Características de la Moral cristiana
¿Cuáles son las características de la moral cristiana?. Según los autores, éstos son unos u otros. En realidad, lo esencial es que una moral que nace del encuentro con un Dios que sale a la búsqueda del hombre. Un encuentro de amor con un Dios amor. Un encuentro que deriva en seguimiento y que busca devolver al ser amado, a Dios, todo lo recibido, dando el máximo y no el mínimo.
Sentada ya la base de que hay una especificidad y una originalidad en la moral cristiana, conviene delimitar cuál es esa originalidad que la hace diferente. Aurelio Fernández, en su libro “Compendio de Teología Moral” (Ed. Palabra, 1995), habla de 10 características típicas del cristianismo.
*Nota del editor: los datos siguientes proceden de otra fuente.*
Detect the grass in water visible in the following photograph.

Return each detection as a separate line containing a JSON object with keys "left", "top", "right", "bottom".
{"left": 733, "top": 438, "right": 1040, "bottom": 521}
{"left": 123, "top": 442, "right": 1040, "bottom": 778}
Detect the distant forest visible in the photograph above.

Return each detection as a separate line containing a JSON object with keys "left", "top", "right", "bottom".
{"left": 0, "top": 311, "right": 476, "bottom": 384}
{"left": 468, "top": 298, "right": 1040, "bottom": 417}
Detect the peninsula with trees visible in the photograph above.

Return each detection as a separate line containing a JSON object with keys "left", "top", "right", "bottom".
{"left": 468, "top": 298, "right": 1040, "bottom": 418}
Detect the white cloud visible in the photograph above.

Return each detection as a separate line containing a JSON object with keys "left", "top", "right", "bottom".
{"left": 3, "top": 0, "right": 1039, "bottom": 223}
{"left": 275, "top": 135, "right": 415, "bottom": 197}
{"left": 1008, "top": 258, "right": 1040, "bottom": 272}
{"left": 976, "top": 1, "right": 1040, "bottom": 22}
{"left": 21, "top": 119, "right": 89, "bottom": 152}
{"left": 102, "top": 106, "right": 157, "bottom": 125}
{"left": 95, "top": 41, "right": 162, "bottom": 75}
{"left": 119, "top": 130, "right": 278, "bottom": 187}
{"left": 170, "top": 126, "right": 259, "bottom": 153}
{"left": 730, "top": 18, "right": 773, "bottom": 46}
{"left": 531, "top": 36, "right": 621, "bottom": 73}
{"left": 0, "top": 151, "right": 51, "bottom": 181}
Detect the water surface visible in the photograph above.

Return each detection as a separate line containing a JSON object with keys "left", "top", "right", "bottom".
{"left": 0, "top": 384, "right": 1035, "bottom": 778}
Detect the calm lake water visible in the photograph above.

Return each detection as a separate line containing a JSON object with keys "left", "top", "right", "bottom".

            1.- Lo decisivo no es el actuar, sino el ser, lo cual significa que se debe actuar de una manera porque se es de esa manera y que sólo cuando se actúa se demuestra lo que se es.
 
            2.- Lo más importante no es el exterior, sino lo interior. Es decir, que las normas morales brotan del interior del hombre que ha experimentado la conversión. No se trata de seguir algo que viene de fuera, sino de escuchar la voz de Dios en el corazón convertido e iluminado por la Iglesia y después llevarlo a la práctica.

            3.- La moralidad cristiana es una moral de actitudes. Ahora bien, los actos singulares no se deben contraponer a las actitudes, como si éstas constituyesen la moralidad y no las acciones puntuales. Por el contrario, son los actos los que indican cuáles son las actitudes.

            4.- Se trata de una moral más positiva que negativa. Aunque el cristiano está obligado a no hacer el mal, también está obligado a hacer el bien. Más aún, no hacer el bien es ya hacer el mal, pues es cometer pecados de omisión. La moral cristiana no es una moral negativa del evitar, sino una moral activa del actuar.

Sed perfectos

            5.- La ley que rige la moral cristiana es la de la perfección y no la de lo justo. O lo que es lo mismo, un cristiano no puede regirse por una moral de mínimos, sino que debe aspirar a dar de sí el máximo posible, a la santidad, a la perfección, pues está llamado a ser perfecto como su Padre celestial es perfecto (Mt 5,48).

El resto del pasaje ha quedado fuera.